“Oh no, she’s here again.”
You follow your coworker’s look to a small table near the corner of the café. The first thing that catches your eye is the Very Big Hat the figure is wearing. The silhouette almost makes you laugh.
“New guy, you take care of it.”
“Huh? Why me…?”
“Well I’m not gonna serve a Witch.”
“Is she- dangerous?”
He shrugs. “Dunno. Haven’t heard of her causing anything while she’s been here, but I’m not gonna take my chances. So get over there before I get your pay docked.”
“S-sure, fine.”
You wait until he’s in the back before you roll your eyes. Jerk.
The table is shaded from the hat of the person seated at it. They seem mysterious until you’re close enough to see that they’re on their phone underneath there. Hardly intimidating.
“Um, hi! What would you-“
The swift snap of their head upwards interrupts your sentence. The only parseable detail of their face is their bluegrey eyes, piercing, set against dark skin.
For a moment you are transparent.
“Oh! You poor thing,” they say, eyebrows knotting. “Just look at the state of you!”
“Um, exc-?”
But they cut you off, and you notice they’re not speaking so much to you as above you, around you.
“By the looks of you I’d almost say it’s been years since you’d been maintenanced! Imagine!”
“Mainten- Look, I don’t know what you’re talking about, can I j-“
“Hand. Here.” And before you know it you’ve placed your right hand atop her outstretched left. You blink, mouth struggling to form words your brain can’t provide
“Honestly,” they say, reaching into a bag by their side, “if only little dolls like you would learn to speak up! You always let it get so bad…”
Something about that seems weird. You shake your head.
“N-no, ‘m not a- doll…” Your words come out slurred but linger on the last word.
“Oh, isn’t that interesting!” Their smile becomes warm, knowing. “And just how sure of that are you?”
You’re about to protest that you are, in fact, very sure, until they bring out two metal instruments from their bag, one spacer, and one with a long, thin hook. They bring them close to your elbow, and as they do your skin fades to illusion, exposing the ball joint beneath.

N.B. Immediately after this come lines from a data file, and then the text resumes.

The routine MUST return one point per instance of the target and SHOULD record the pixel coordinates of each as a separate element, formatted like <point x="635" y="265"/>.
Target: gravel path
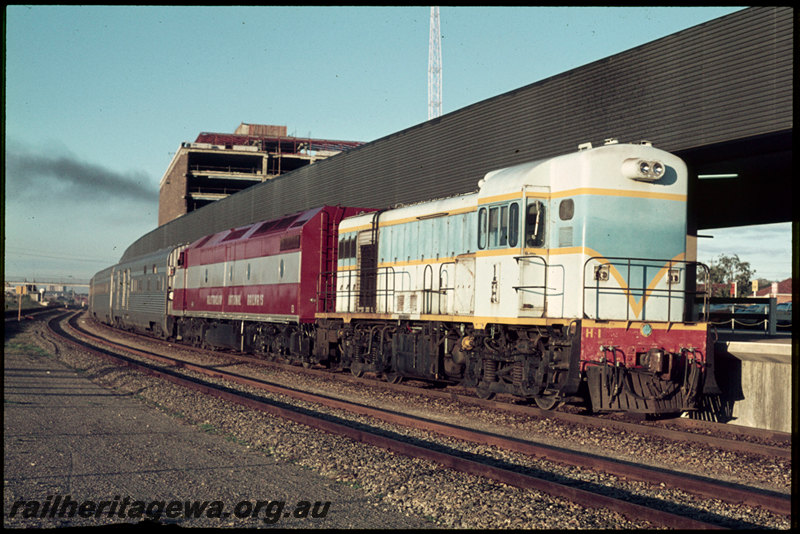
<point x="420" y="488"/>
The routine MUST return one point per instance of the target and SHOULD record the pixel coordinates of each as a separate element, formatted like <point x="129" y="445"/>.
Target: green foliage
<point x="727" y="269"/>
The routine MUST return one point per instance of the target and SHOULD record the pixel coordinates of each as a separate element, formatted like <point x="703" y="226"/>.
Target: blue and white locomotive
<point x="559" y="280"/>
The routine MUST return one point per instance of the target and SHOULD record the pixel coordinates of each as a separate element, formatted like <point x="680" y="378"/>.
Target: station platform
<point x="755" y="374"/>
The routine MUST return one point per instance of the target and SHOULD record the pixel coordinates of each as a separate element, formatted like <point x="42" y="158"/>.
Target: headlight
<point x="639" y="169"/>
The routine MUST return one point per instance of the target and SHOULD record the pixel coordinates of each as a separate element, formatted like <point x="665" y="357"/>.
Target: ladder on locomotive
<point x="329" y="241"/>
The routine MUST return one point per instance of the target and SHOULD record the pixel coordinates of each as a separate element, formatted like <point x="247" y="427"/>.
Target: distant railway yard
<point x="404" y="455"/>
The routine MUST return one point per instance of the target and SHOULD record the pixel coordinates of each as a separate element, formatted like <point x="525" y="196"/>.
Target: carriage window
<point x="482" y="228"/>
<point x="566" y="209"/>
<point x="503" y="226"/>
<point x="513" y="224"/>
<point x="534" y="224"/>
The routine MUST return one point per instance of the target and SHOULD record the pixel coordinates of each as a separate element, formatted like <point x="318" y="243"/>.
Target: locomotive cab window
<point x="534" y="224"/>
<point x="482" y="228"/>
<point x="498" y="226"/>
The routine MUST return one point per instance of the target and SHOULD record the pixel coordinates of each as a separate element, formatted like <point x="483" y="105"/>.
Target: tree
<point x="726" y="270"/>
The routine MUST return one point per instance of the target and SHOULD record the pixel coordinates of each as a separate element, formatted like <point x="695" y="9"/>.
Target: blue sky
<point x="99" y="98"/>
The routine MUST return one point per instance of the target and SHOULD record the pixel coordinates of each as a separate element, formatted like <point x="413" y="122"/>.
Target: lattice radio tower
<point x="434" y="67"/>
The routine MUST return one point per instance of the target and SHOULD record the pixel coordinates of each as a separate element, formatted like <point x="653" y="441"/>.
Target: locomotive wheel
<point x="482" y="390"/>
<point x="392" y="377"/>
<point x="547" y="402"/>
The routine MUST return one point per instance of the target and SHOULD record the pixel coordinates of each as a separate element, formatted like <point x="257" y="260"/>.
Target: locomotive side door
<point x="367" y="264"/>
<point x="533" y="262"/>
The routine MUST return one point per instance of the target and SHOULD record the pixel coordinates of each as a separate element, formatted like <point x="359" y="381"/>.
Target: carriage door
<point x="367" y="261"/>
<point x="532" y="289"/>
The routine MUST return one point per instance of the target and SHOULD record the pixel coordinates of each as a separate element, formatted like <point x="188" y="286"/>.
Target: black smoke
<point x="31" y="175"/>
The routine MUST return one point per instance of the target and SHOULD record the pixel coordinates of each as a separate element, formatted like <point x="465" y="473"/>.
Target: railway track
<point x="723" y="437"/>
<point x="503" y="471"/>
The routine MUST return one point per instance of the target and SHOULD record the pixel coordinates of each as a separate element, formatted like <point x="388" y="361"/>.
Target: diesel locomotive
<point x="563" y="280"/>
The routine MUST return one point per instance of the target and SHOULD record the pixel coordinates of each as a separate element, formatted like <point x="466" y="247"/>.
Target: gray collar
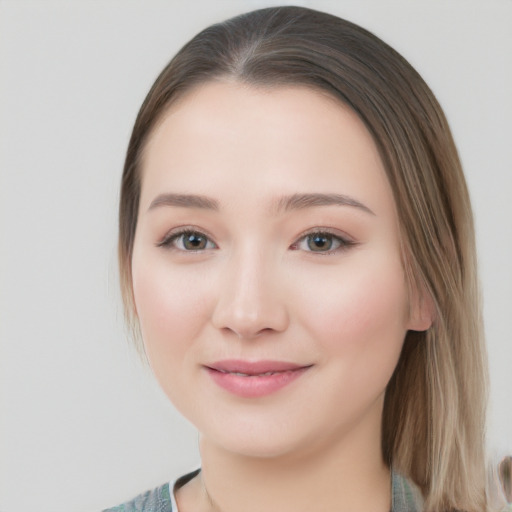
<point x="405" y="495"/>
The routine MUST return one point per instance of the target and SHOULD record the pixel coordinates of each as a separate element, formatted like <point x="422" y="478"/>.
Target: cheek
<point x="171" y="308"/>
<point x="361" y="314"/>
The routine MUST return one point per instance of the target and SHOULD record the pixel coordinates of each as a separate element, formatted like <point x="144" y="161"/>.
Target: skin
<point x="257" y="291"/>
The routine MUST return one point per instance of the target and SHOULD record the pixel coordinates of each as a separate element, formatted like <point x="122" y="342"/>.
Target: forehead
<point x="225" y="137"/>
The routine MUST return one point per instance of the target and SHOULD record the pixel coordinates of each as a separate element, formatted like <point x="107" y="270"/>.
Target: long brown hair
<point x="434" y="411"/>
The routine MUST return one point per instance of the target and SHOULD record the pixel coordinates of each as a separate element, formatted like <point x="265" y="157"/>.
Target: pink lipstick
<point x="254" y="379"/>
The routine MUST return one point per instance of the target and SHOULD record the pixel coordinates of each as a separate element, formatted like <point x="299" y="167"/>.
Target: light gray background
<point x="82" y="424"/>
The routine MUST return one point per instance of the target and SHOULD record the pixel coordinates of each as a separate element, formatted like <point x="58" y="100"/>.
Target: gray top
<point x="405" y="497"/>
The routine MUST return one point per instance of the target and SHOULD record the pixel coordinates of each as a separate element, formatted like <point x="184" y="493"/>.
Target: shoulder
<point x="406" y="496"/>
<point x="155" y="500"/>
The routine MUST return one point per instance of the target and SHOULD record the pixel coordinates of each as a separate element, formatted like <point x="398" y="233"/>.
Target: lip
<point x="252" y="379"/>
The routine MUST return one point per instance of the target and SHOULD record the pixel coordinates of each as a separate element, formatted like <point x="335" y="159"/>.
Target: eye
<point x="187" y="240"/>
<point x="322" y="242"/>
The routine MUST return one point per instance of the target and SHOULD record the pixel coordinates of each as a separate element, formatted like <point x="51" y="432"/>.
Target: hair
<point x="433" y="426"/>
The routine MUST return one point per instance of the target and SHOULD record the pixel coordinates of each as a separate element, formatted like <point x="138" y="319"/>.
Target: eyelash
<point x="171" y="238"/>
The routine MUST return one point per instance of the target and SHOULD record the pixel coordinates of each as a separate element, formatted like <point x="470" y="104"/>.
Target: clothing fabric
<point x="405" y="497"/>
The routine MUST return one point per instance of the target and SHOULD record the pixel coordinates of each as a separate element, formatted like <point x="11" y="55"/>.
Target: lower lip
<point x="254" y="385"/>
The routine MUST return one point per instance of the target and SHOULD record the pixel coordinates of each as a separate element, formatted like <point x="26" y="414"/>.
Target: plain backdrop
<point x="82" y="424"/>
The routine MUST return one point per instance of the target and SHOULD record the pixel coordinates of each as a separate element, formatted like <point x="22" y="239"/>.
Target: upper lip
<point x="253" y="367"/>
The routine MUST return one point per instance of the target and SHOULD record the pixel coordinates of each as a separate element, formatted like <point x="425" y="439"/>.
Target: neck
<point x="348" y="475"/>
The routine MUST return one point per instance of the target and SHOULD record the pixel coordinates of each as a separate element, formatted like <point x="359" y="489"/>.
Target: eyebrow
<point x="184" y="201"/>
<point x="286" y="203"/>
<point x="301" y="201"/>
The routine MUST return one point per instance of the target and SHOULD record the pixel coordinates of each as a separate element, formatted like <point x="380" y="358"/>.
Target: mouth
<point x="250" y="379"/>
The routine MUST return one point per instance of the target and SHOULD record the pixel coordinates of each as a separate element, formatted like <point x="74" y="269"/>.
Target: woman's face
<point x="266" y="268"/>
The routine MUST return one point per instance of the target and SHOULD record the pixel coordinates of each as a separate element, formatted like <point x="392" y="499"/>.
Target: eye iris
<point x="319" y="242"/>
<point x="194" y="241"/>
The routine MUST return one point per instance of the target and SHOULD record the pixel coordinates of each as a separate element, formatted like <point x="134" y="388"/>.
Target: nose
<point x="251" y="299"/>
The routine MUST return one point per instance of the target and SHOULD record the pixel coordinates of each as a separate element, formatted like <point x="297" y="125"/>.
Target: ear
<point x="422" y="311"/>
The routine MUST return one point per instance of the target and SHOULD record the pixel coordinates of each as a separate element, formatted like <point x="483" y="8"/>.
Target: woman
<point x="297" y="250"/>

Oh. Hm. The thought occurs to you that you might be a doll after all.
“Be Still, dear.” You quickly nod once, before finding your head settling in a stiff but comfortable position, same as the rest of you.

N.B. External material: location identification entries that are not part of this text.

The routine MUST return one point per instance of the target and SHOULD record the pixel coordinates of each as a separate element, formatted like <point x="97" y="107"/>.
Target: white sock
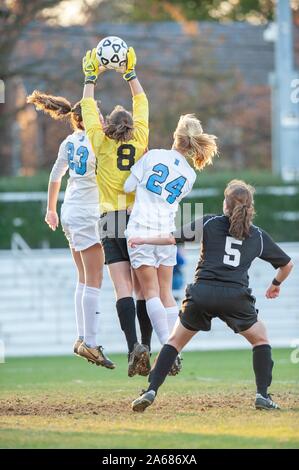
<point x="90" y="303"/>
<point x="158" y="316"/>
<point x="79" y="310"/>
<point x="172" y="316"/>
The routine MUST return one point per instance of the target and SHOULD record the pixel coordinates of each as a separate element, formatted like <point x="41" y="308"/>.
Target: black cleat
<point x="145" y="400"/>
<point x="137" y="360"/>
<point x="262" y="403"/>
<point x="176" y="366"/>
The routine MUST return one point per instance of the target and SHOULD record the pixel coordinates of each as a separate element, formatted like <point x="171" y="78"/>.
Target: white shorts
<point x="80" y="225"/>
<point x="153" y="255"/>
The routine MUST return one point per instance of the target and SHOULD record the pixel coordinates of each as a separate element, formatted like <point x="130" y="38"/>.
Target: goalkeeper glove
<point x="90" y="65"/>
<point x="130" y="73"/>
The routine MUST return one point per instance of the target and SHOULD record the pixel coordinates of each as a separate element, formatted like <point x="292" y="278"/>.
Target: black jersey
<point x="225" y="259"/>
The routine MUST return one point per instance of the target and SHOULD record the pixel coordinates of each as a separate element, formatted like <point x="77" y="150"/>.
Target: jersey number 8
<point x="125" y="157"/>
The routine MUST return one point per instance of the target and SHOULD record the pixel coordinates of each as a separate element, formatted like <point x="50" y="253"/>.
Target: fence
<point x="37" y="312"/>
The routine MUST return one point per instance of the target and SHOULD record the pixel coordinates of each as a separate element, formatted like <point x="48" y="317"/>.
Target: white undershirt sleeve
<point x="60" y="166"/>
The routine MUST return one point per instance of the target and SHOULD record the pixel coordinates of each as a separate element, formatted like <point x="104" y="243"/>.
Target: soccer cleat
<point x="176" y="366"/>
<point x="96" y="356"/>
<point x="145" y="400"/>
<point x="144" y="365"/>
<point x="262" y="403"/>
<point x="137" y="360"/>
<point x="76" y="346"/>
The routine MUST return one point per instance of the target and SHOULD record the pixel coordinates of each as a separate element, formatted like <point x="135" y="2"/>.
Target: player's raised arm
<point x="58" y="171"/>
<point x="90" y="112"/>
<point x="140" y="102"/>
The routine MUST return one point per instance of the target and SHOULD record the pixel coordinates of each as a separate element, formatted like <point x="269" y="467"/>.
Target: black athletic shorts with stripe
<point x="112" y="226"/>
<point x="204" y="300"/>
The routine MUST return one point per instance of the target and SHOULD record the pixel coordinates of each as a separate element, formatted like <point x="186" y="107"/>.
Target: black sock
<point x="126" y="313"/>
<point x="262" y="366"/>
<point x="146" y="328"/>
<point x="163" y="364"/>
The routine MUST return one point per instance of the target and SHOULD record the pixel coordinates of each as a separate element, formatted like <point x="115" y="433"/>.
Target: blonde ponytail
<point x="192" y="142"/>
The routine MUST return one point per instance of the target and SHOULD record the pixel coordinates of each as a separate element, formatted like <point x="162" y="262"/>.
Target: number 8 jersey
<point x="115" y="159"/>
<point x="163" y="178"/>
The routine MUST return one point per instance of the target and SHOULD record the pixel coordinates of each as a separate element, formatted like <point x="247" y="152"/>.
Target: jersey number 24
<point x="155" y="181"/>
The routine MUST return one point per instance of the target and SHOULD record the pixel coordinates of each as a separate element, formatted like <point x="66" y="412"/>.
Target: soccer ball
<point x="112" y="53"/>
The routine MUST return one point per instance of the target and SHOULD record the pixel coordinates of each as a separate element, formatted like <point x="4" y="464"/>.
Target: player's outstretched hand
<point x="52" y="220"/>
<point x="91" y="67"/>
<point x="130" y="73"/>
<point x="133" y="242"/>
<point x="273" y="292"/>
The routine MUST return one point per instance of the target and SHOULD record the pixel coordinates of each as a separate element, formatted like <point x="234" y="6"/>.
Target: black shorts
<point x="207" y="300"/>
<point x="112" y="226"/>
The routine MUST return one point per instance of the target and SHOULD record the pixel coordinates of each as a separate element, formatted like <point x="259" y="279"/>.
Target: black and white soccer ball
<point x="112" y="53"/>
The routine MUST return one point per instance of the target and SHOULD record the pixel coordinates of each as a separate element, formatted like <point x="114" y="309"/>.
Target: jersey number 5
<point x="233" y="255"/>
<point x="125" y="157"/>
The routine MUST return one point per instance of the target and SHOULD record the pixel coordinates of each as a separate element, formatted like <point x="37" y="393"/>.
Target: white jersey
<point x="164" y="178"/>
<point x="76" y="155"/>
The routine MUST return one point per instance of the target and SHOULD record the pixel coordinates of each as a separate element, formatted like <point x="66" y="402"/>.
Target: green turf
<point x="64" y="402"/>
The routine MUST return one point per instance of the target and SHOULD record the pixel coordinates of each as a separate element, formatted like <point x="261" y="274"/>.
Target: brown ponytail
<point x="57" y="107"/>
<point x="119" y="125"/>
<point x="191" y="141"/>
<point x="239" y="207"/>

With practiced hand they slide the first tool into your joint. Holding it there, they take the second and begin to scrape. The feeling is indescribable, an itch you never knew needed scratched, a balm for a spot you never knew existed.
The Witch peels cruft and crumb away, dust caked in grease, horrible brown rot you almost can’t look at. You feel revulsion that this has been in your body and yet, how rapidly pristine you’re becoming! What your human body had parsed as cramp, inflammation, RSI, all of it cleaned away in an instant. A dopey, irrepressible smile rises to your face, and they smile back.
“One isn’t supposed to do these things pro bono,” they say, moving down to your wrist. “But with a make as lovely as yours? How could I not?”
Something inside you preens, demands response. “Th-thank you, Mx-!” you say, as if the words are pulled from you.
You look at your hand and see it as the delicately articulated thing it is, connections and gaps the Witch navigates effortlessly. Wear and grind polished away, a particularly difficult piece of filth wedged in the hollow under your pinky. It all falls away. Your mind recedes into Still bliss under their ministrations, only returning when the tools are away and your arm is returned to you. Blearily, you flex it. Free of the aches you’d learned to forget.
They’re speaking before you can. “Take this with you, darling.” They hand you a vial.
“A- potion?” you guess.
They laugh. “Industrial solvent. Only slightly magical. Put it in a bath, it’ll help get the places I didn’t have time to.”
You nod, dutifully. As you tuck it away, an anxiety grips you. This is a Witch, after all.
“D-do you- How should I- no, th- this one repay you?”
They laugh. “All I ask is that you take care of yourself! You really are a beautiful piece of work. They don’t make them like they used to.”
At the praise, you feel a warmth tingle across the parts of your body they cleaned.
“Oh, and also,” they say, for the first time looking at the menu, “two blueberry scones, please. And some butter.”
They smile up at you and you nod three times in quick suggestion.
“Right away, Mx!!” you say, scurrying off into the back to Serve your Witch.